After you miss a payment, federal mortgage servicing rules, in most cases, require the servicer to contact you to discuss ways to cure the delinquency.
Under federal law, the servicer must personally contact you (or make a good faith effort to try to contact you) no later than 36 days after your payment is due and inform you about the availability of loss mitigation options, if appropriate.
In addition, no later than 45 days after you're late on the payment, the servicer must mail you information about the mortgage workout options that might be available to you and how to apply for those options.
To apply for any of these options, you'll most likely need to submit documents about your income and other financial information, such as bank statements, along with a loss mitigation application to your servicer.
Call your servicer if you need help with the loss mitigation application or have questions about it. Under a mortgage servicing rule called the "continuity of contact" rule, the servicer must assign a single person or a team of personnel by the 45th day after the missed payment to help you resolve a mortgage delinquency.

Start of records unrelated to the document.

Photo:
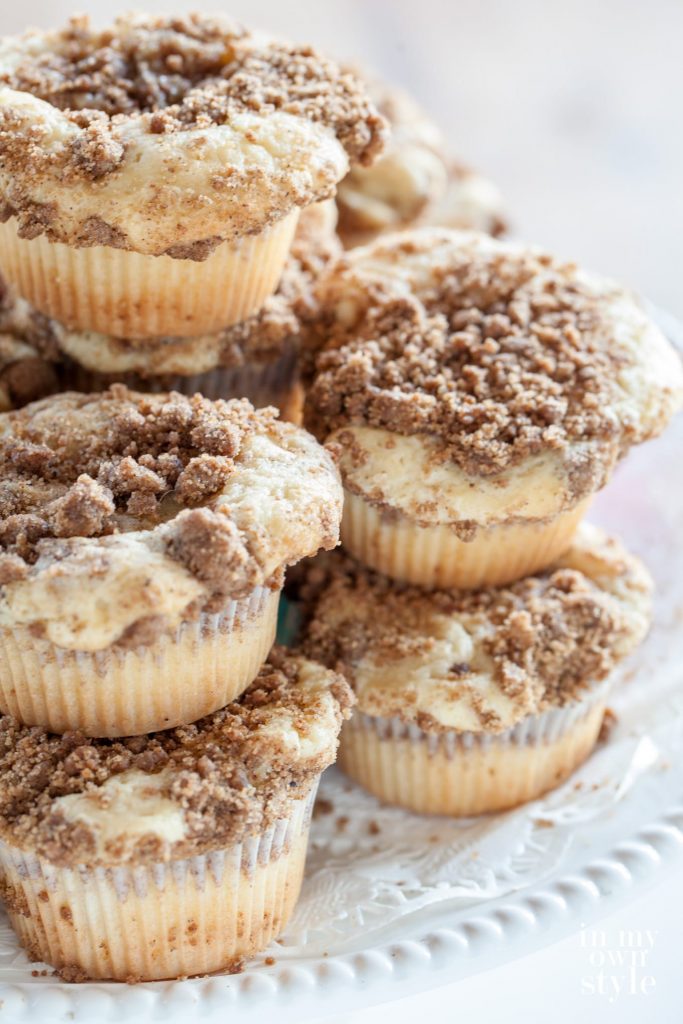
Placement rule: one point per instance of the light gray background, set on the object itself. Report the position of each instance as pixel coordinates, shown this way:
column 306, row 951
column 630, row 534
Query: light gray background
column 574, row 108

Once you've submitted an application to resolve the mortgage delinquency, so long as it is at least 45 days before a foreclosure sale, the servicer has five days to let you know if the application is complete or if it needs further documentation.
If the servicer needs additional items, it must give you a reasonable amount of time to submit those items to complete the application. Once you've submitted a complete application, the servicer must then evaluate you for all available alternatives to foreclosure.
The servicer can't move forward with a foreclosure until:
Under state and federal laws, the servicer must contact you at various stages after the account becomes delinquent and during the foreclosure process. If you refuse to answer phone calls, read the mail, or accept other efforts to communicate, you might not get this vital information.
Deadlines for opportunities to avoid foreclosure, like the opportunity to participate in mediation or to submit an application for a loan modification, might be missed. The possibility of catching up might fade as attorneys' fees and court costs add up.
Even if foreclosure is inevitable, you might be surprised by events if you aren't aware of dates and procedures. For these reasons, homeowners who want to keep their home should respond to communications from the mortgage servicer and contact the servicer proactively.
If you need help working with your loan servicer to resolve a mortgage delinquency, consider hiring a lawyer to assist you with the process. An attorney can also tell you about federal and state laws that protect homeowners in the foreclosure process and defend you against a foreclosure.
To get free assistance with completing a loss mitigation application or to learn more about different foreclosure alternatives, consider talking to a HUD-approved housing counselor.
You should not, however, hire a foreclosure rescue company to assist you.